Ramadhan, Marathon atau Sprint?

by - 19.7.16

Ramadhan 1437 H sudah berlalu, semoga ibadah kita di bulan ini diterima oleh Allah SWT dan kita menjadi pribadi yang lebih baik lagi. Aamiin
Ramadhan bagi saya pribadi seharusnya saya lakukan seperti pelari marathon karena kalau saya yang tidak pernah berlari sprint di bulan sebelumnya tidak akan sampai di ujung track kalau saya melakukan lari cepat secara tiba-tiba. Yah silahkan mengernyitkan dahi kalian karena sekarang saya pun sedang mengernyitkan dahi untuk mengeluarkan isi pikiran saya ke dalam post ini. :p. Jika kita menjadi pelari sprint kita dituntut untuk langsung berlari sekencang-kencangnya dalam jarak  dan waktu yang relatif pendek. Sedangkan pelari marathon diharuskan untuk berlari secara berkesinambungan dengan jarak dan waktu yang panjang. Saya menggunakan rumus dua pelari ini sebagai pendekatan ibadah di bulan Ramadhan. 

Saya katakan bagi orang seperti saya lagi, saya lebih cocok menjadi pelari marathon dalam ibadah di bulan ramadhan. Saya salut bagi orang yang bukan seperti saya, 29/30 hari di bulan Ramadhan bisa jadi adalah jarak pendek yang dimana mereka langsung dapat sprint dalam ibadah dan memacu kecepatan penuh sejak hari pertama hingga hari terakhir. Tentunya mereka adalah orang yang hebat yang sudah memiliki bekal dan stamina ibadah yang banyak di bulan-bulan sebelumnya. 
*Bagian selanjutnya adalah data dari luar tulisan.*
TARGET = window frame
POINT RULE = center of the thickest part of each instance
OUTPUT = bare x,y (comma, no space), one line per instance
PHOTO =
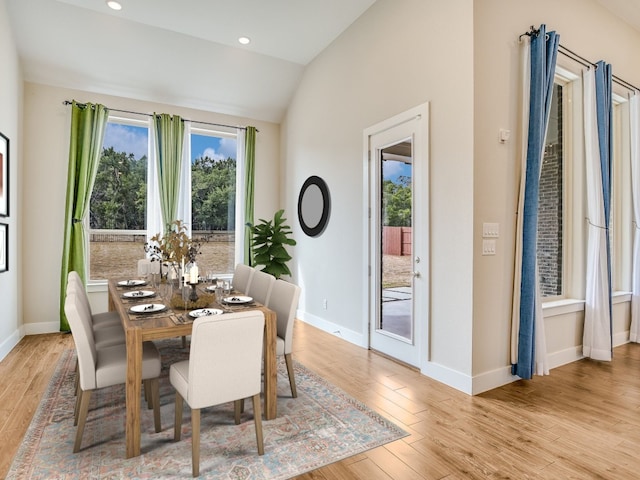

Lagi-lagi untuk saya yang hanya dapat menjadi pelari marathon di bulan Ramadhan karena saya harus mampu mengelola dan menjaga ibadah saya untuk jarak tempuh yang panjang. Saya ingat, saya selalu senang saat Ramadhan akan tiba karena semua hal terkondisikan untuk dapat beribadah lebih banyak dibanding di bulan-bulan lain. Di sepuluh hari pertama semua ibadah yang insya Allah saya sudah lakukan dengan semangat. Namun ibadah saya semakin terseok-seok mendekati sepuluh hari terakhir Ramadhan. Saya mulai sulit bangun di malam hari karena banyak undangan buka bersama. Belum lagi disibukkan dengan urusan-urusan keduniawian dalam menyambut hari raya Idul Fitri. Ibadah pun yang seharusnya meningkat menjelang sepuluh hari terakhir menjadi lebih sulit dilaksanakan. :(.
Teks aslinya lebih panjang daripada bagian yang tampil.